Tuesday, October 4, 2016

Pacific & Australia - part two



“ ... in 1897, the total isolation of the Islands (sic) was impressive, absolutely cut off, as they were, except for steamers. Sometimes, moreover, Hawaii was three weeks without an arrival, so that the coming of a steamer was a real event.”

(The Spell of the Hawaiian Islands and the Philippines  Isabel Anderson  1916)

To say our arrival is a non-event is an understatement. Honolulu's morning commuters could care less. Still, if you cover one eye to block out tower upon tower of bland downtown condos ...


... sunrise over Diamond Head has its possibilities.


I hurry to the statue of King Kamehameha, credited with unifying the Hawaiian islands in the early 1800s. Locals, especially those of Hawaiian descent, understandably paint a largely sympathetic portrait of the king, glossing over his - by current standards - more questionable habits. 

So, I was amused to read a less culturally sensitive, late 19th Century account by an American unimpressed by the 'tawdry and vulgar' statue and who describes the Hawaiian icon as an 'old rascal':

'When the missionaries first came hither [Kamehameha] was living with his five sisters as wives; and when told how outrageous this was in the light of Christianity, he compromised the matter by selecting his oldest sister as his favorite wife and discarding the rest.”

(Under the Southern Cross  Maturin Murray Ballou  1888)

Onto events within living memory.


A Honolulu newspaper's first edition on the Japanese attack ... 'six known dead' eventually becomes 2,403 ...



... including 1,177 on the Arizona (memorial above). 

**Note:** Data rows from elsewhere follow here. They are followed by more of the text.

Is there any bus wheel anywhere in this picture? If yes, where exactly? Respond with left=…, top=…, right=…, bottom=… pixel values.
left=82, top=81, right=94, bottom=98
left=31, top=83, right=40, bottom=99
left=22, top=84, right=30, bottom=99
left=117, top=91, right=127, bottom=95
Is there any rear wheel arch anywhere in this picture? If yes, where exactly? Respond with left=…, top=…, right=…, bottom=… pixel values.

As with so many places 'seen' in countless illustrations and television, I was prepared for a mild letdown, but no. 


Oil leaking from the Arizona - her massive hull visible below the memorial - makes the event seem oddly immediate. And I am moved that thirty-six sailors, who survived and lived on for many years, have returned to their ship.

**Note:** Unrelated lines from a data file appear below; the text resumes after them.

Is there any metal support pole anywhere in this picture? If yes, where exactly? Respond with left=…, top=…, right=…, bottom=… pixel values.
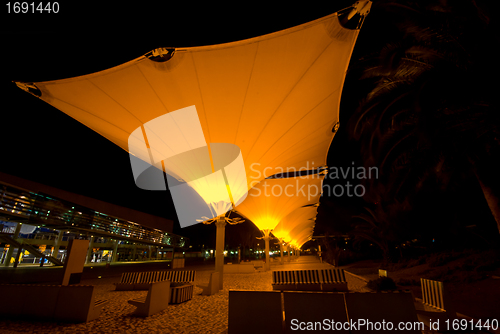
left=86, top=237, right=94, bottom=263
left=262, top=229, right=271, bottom=271
left=215, top=215, right=226, bottom=290
left=50, top=230, right=64, bottom=259
left=3, top=223, right=23, bottom=267
left=14, top=246, right=23, bottom=268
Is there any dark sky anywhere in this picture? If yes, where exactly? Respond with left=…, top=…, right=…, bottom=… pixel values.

Their ashes have been placed within the circular barbette that held one of the gun turrets. 


Japan's attack brought the States into the war. For everyone else and the Americans, it ended on the battleship Missouri in Tokyo Bay. The ship is now symbolically moored close to the Arizona.



A picture on the side of a gun turret shows the surrender with the Japanese delegation looking glumly on. 

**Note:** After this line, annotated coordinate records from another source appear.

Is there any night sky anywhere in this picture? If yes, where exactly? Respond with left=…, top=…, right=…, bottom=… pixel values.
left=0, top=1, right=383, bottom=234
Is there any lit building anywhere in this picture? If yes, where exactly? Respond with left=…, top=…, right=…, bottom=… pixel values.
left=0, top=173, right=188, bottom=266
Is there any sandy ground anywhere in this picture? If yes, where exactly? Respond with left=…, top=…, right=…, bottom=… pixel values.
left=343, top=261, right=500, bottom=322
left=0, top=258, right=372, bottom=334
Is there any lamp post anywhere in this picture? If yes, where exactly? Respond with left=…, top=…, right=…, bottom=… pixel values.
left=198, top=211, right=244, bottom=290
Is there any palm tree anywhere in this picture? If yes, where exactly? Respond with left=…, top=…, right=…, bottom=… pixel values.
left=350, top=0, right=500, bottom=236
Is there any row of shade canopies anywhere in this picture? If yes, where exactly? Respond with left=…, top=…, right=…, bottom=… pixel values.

Here occurred one of the war's odder incidents. At an historic moment, a Canadian inadvertently delayed the conflict’s formal end. 



Amid all the generals and admirals, Canada’s representative, Lawrence Cosgrove, seen here signing the surrender, was a colonel. He’d won a double Distinguished Service Order (DSO) in the Great War and was wounded, losing sight in one eye. 

Canada’s Second War effort had largely been in the Atlantic and European theatres and, four months after the German surrender, the nation was starting to shift resources to the Far East.  However, as no higher ranking officers were easily available, Cosgrove, Canadian military attaché in Australia, hurried north and boarded the Missouri.


It’s thought, because of his partial blindness, Cosgrove - you can see the mistake above - signed below rather than above the line allotted to Canada. This meant that those following had to change where they signed and New Zealand’s representative ended up putting his signature in a blank space. Who could blame him if he was not pleased? I expect Colonel Cosgrove deployed that favourite Canadian word, ‘Sorry’. Still, the war was over.